Participants characteristics
Nine well-trained males (tier 2/3 athletes (1)) completed the study. Participants characteristics were: VO2max: 66 ± 6 ml/kg/min, height: 185 ± 5 cm, body mass: 81 ± 8 kg, body fat: 17 ± 5%.
Experimental protocol
Briefly, in a randomised, counterbalanced, crossover design, participants visited the laboratory on two separate occasions to undergo two different ‘sleep-low’ interventions which were only distinguished based on the dietary intervention. The intervention aimed at depleting SkM glycogen with cycle ergometer-based exercise in the evening of day 1 (~18:00), followed by a low-CHO diet (to avoid muscle glycogen resynthesis). The participants slept at the same premises as the laboratory and performed a second exercise session, completed with low muscle glycogen that took place in the morning of day 2 (~7:00). The glycogen depleting exercise elicited an energy expenditure of 30 kcal/kg fat-free mass (FFM) with alternating exercise of 2 mins at 85% of aerobic peak power output (PPO) and 2 min at 50% PPO (total duration ~2 h). Immediately following each glycogen-depleting session, participants consumed the low-CHO meals which either completely (energy balance, high-fat; EB-HF) or partially (energy deficit, low-fat; ED-LF) replaced the energy expended during glycogen depleting exercise (see ‘dietary interventions’ section below for details on the meals). In the morning of day 2, the structured cycle ergometer exercise session that lasted 75 mins was comprised of mostly low-intensity exercise (50% PPO) but included 4 x 30 seconds and 5 x 1 minute high-intensity intervals. Further details of the experimental protocol have been published elsewhere (2).
Dietary interventions
Diet was controlled and standardised for both interventions for the 24 hrs before visiting the laboratory. Specifically, the diets were pre-packaged and provided 40 kcal/kg FFM/day containing 1.2, 6.0 and 1.35 g/kg FFM/day of fat, CHO, and protein, respectively. Immediately after the exercise in the evening of Day 1, participants consumed one of two low-CHO diets: either a high-fat, energy balance diet (EB-HF), which provided 30 kcal/kg FFM, completely replacing the energy expended during exercise and was composed of 2.5 g/kg FFM (73% energy) fat, 1.2 g/kg FFM (16% energy) CHO and 0.84 g/kg FFM (11% Energy) protein, or a low-fat, energy deficit (ED-LF) diet which provided 9 kcal/kg FFM, partially replacing the energy expended during exercise and was composed of 0.1 g/kg FFM (10% energy) fat, 1.2 g/kg FFM (53% energy) CHO and 0.84 g/kg FFM (37% energy) protein. On day 2, both groups ingested a recovery drink 30 min after the morning exercise containing: 1.2 g/kg FFM CHO and 0.38 g/kg FFM of protein, as this nutrient composition is common practice for athletes to maximise training adaptation (3). Diets were designed to provide the same amount of CHO and protein while providing divergent amounts of energy (deficit and balance), with the energy difference depending solely on the difference in exogenous fat consumption.
Biopsies
Muscle biopsies were taken from the vastus lateralis using a 6 mm Bergström needle modified for manual suction, following local anaesthesia (1% lidocaine, AstraZeneca, Cambridge, UK). Muscle biopsies were taken on day 2 at rest immediately before the start of exercise (baseline), and at 30 mins and 3.5 h after the exercise bout.

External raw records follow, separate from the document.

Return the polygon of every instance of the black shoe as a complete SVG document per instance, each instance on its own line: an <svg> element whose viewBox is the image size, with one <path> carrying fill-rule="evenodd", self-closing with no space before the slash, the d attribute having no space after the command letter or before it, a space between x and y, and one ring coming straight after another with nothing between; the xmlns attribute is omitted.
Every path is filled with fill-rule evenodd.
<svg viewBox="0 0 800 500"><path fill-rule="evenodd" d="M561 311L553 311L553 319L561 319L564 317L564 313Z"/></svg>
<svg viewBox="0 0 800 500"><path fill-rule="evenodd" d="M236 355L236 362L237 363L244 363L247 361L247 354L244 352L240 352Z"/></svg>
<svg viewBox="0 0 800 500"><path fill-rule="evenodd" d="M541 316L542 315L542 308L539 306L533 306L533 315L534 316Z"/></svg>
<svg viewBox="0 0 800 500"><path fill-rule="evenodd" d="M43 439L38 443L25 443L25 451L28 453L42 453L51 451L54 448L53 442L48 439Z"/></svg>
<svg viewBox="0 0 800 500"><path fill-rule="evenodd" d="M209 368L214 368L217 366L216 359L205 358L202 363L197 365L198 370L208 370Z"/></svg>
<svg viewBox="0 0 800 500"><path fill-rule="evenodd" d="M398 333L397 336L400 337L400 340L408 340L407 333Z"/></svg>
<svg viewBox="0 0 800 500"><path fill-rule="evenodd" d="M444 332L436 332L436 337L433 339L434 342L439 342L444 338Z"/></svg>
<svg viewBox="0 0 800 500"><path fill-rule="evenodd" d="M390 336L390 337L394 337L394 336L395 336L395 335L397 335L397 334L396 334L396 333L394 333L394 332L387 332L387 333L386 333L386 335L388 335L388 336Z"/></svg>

From the 9 subjects completing the study, we identified a random subpopulation of 4 participants biopsies from each condition and each time point to analyse genome-wide DNA methylation (detailed methods below). Based on the genes identified to possess alterations in DNA methylation, we then validated those changes with gene expression of the same genes across the entire cohort of 9 participants (see ´RNA isolation, primer design & gene expression analysis´ methods section below). This helped to determine whether the identified changes at the genome-wide DNA methylation level in the subpopulation were associated with changes in gene expression of the entire cohort. Baseline characteristics of subpopulation for DNA methylome analysis were: VO2max: 70 ± 5 ml/kg/min, height: 185 ± 6 cm, body mass: 77 ± 6 kg, body fat: 14 ± 4%.
Tissue homogenization and DNA isolation
Muscle samples were homogenized for 45 seconds at 6,000 rpm × 3 (5 min on ice in-between intervals) in lysis buffer (180 µl buffer ATL with 20 µl proteinase K) provided in the DNeasy spin column kit (Qiagen, UK) using a Roche Magnalyser instrument and homogenization tubes containing ceramic beads (Roche, UK). The DNA was then isolated using the DNeasy spin column kit (Qiagen, UK) bisulfite converted using the EZ DNA Methylation Kit (Zymo Research, CA, United States) as per the manufacturer’s instructions.
DNA methylation analysis
All DNA methylation experiments were performed in accordance with Illumina manufacturer instructions for the Infinium Methylation EPIC BeadChip Array. Methods for the amplification, fragmentation, precipitation and resuspension of amplified DNA, hybridisation to EPIC beadchip, extension and staining of the bisulfite converted DNA (BCD) can be found in detail in our open access methods paper (4, 5). EPIC BeadChips were imaged using the Illumina iScan System (Illumina, United States).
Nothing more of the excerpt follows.